(1.) HEARD Shri Shambhu Chopra, learned counsel for the appellants, Shri R.R. Agarwal and Shri Suyash Agarwal for the respondent. It is sufficient to refer to the pleadings of Income Tax Appeal No.9 of 2003, for deciding both the appeals.
(2.) THIS appeal under Section 260 -A of the Income Tax Act, 1961 (hereinafter called the "Act, 1961") has been filed against the judgment and order dated 25/1/2002, passed by the Income Tax Appellate Tribunal, Delhi (hereinafter called the "Tribunal") in I.T.A. Nos.6810 & 8864 (Del)/81 for the Assessment Years 1987 -88 and 88 -89. The Assessing Officer by the assessment order dated 31/3/1987 rejected the claim of the assessee under Sections 80HH and 80I of the Act, 1961. The assessee filed an appeal before the Commissioner of (Appeals) which was decided by order of the Commissioner dated 29/8/1991 allowing the appeal partly. Insofar as deductions under Section 80 -HH and 80 -I of the Act are concerned, the said ground was not allowed by the appellate authority. Feeling aggrieved by the said order, an appeal was filed before the Tribunal which has been allowed by the judgment and order dated 25/1/2002 by the Tribunal against which the appellanthas come up in the appeal.

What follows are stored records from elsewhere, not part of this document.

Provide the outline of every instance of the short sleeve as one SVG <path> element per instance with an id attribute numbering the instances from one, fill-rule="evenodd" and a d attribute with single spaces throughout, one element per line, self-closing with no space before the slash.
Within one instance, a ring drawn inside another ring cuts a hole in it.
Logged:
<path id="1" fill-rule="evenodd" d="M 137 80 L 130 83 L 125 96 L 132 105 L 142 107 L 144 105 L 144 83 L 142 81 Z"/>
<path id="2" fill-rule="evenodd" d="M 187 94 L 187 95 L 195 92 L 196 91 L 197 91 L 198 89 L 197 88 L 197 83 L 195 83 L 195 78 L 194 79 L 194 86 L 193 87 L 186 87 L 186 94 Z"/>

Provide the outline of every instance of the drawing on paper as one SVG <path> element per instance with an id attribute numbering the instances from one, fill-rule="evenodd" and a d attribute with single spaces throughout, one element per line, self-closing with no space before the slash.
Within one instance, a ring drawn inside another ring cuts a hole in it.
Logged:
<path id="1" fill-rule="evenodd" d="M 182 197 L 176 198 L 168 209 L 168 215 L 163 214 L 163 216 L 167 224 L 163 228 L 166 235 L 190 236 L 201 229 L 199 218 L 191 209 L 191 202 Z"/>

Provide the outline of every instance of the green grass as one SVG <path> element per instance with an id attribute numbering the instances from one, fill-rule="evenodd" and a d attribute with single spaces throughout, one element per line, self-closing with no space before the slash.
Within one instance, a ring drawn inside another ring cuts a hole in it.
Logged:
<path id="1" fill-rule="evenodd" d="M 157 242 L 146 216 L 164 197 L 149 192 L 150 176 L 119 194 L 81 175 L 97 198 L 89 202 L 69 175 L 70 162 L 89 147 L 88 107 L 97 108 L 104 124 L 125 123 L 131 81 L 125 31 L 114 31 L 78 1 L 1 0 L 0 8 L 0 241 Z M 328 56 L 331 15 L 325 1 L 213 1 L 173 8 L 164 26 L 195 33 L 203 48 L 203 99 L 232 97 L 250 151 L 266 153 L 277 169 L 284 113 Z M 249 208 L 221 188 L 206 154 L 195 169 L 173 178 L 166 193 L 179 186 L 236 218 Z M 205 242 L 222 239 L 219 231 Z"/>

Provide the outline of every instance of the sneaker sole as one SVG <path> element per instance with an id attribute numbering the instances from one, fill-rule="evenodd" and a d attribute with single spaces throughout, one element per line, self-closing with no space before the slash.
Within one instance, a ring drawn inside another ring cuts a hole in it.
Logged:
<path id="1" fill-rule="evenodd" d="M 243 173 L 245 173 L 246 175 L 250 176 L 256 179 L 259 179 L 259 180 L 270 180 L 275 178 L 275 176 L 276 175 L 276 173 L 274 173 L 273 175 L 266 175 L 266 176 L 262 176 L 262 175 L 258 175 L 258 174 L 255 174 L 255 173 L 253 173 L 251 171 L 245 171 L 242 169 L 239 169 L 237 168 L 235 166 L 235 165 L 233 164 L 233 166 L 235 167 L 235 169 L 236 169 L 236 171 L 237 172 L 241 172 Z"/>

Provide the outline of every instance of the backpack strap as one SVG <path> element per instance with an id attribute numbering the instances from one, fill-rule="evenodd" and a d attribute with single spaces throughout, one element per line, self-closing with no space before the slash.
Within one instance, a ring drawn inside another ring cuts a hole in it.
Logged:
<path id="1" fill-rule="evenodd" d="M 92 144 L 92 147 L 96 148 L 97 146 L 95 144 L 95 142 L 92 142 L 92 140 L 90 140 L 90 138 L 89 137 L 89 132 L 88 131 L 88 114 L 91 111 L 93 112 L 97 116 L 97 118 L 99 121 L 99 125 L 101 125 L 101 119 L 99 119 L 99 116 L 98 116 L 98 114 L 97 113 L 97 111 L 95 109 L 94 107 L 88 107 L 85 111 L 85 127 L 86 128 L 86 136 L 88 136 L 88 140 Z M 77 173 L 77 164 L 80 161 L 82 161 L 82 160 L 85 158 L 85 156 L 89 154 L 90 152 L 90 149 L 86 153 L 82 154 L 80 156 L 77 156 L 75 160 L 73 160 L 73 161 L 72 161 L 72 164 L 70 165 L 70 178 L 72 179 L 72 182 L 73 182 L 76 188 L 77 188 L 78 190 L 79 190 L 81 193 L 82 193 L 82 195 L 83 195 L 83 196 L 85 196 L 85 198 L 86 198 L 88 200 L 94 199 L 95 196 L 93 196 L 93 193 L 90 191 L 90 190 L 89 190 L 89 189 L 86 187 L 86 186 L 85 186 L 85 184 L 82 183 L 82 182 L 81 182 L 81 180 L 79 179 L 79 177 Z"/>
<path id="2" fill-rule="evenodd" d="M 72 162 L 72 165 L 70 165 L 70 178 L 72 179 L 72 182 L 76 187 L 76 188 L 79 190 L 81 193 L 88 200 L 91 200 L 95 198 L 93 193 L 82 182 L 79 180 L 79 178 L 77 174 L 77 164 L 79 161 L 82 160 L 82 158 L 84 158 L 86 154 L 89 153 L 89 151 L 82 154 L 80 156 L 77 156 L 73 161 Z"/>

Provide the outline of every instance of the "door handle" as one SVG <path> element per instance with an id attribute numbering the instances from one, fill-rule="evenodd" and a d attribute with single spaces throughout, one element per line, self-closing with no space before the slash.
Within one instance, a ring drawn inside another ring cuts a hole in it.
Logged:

The appeal was admitted on the following two questions of law:
(3.) THE submission which has been pressed by the learned counsel for the Department is that the appellant is not engaged in manufacturing process and is not producing any article and conditions which were mentioned in sub -section 2 of Section 80 - HH of the Act, are not present. No production activities are being carried out and the condition precedent being not fulfilled, the benefit to the assessee under Section 80 -HH of the Act has been erroneously granted.